Calvin rejected that understanding and taught that believers spiritually feed on Christ crucified.
Today, many churches explain communion with the language of ordinance, obedience, remembrance, repentance, examination, and proclamation.
But understand the context of our study within this chapter. 1 Corinthians 11 is the clearest chapter in Scripture where the Lord’s Supper is explained as a practice in the church. The Apostle links this communion to the Eucharist, the thanksgiving meal, and to the meal shared by the body when believers come together as a church.
As we studied earlier, anytime the body gathers together, understand that you are the body of Christ. Christ is among you, and you, as a body, are breaking the bread and taking the cup with Christ.
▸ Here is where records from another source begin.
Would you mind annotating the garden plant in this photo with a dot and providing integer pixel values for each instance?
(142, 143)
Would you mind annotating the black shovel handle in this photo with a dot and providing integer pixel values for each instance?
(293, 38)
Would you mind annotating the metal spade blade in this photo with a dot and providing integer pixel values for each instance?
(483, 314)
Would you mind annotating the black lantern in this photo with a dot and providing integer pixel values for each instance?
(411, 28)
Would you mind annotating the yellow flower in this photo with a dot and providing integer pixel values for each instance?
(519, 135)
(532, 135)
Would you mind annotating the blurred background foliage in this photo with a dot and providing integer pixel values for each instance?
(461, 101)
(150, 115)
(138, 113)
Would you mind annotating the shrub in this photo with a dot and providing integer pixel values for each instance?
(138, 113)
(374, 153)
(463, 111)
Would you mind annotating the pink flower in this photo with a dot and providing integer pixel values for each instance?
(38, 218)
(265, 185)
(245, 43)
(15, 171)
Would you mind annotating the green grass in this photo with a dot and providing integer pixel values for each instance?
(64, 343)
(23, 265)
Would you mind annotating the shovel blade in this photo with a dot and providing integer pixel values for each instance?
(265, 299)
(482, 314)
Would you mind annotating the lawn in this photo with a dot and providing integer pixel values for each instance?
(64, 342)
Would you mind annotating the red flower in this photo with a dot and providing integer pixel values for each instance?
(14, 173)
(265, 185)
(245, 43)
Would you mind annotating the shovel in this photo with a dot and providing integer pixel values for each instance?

- The Bread, the Body of Christ
1 Corinthians 11:24 | and when He had given thanks, He broke itand said, “Take, eat, this is My body which is broken for you; do this in remembrance of Me.”
So, going back to the text, let us try to understand the answer to the questions we asked earlier.
Lord, how do I receive and eat this Passover meal? How do I eat Your body?
Let us go to John 6. The whole incident around this chapter happens during the season of Passover (John 6:4). Scripture explicitly makes that statement so that we are aware of the Passover setting. This is the same link the Apostle also reminded us of when we walked into the Lord’s Supper.
The good Lord feeds more than five thousand people, and then He goes to the other side of the sea. The people follow the Lord and come to the place where He is.
The Lord rebukes them because they are seeking Him only because He fed them. So the good Lord tells them not to labor for the food that perishes, but for the food that endures to everlasting life.
So now the people ask the Lord what work they should do so that they can receive this everlasting food. And the Lord answers this question. Let us read that in John 6:29.
John 6:29| Jesus answered and said to them, “This is the work of God, that you believe in Him whom He sent.”
This is the answer the Lord gives: you eat this everlasting food by believing in the Lord.
But they do not stop there. They continue to ask questions, and the Lord proclaims that He is the bread of life. The fathers ate manna, but they died. But those who eat this bread of life will not die, but will have eternal life.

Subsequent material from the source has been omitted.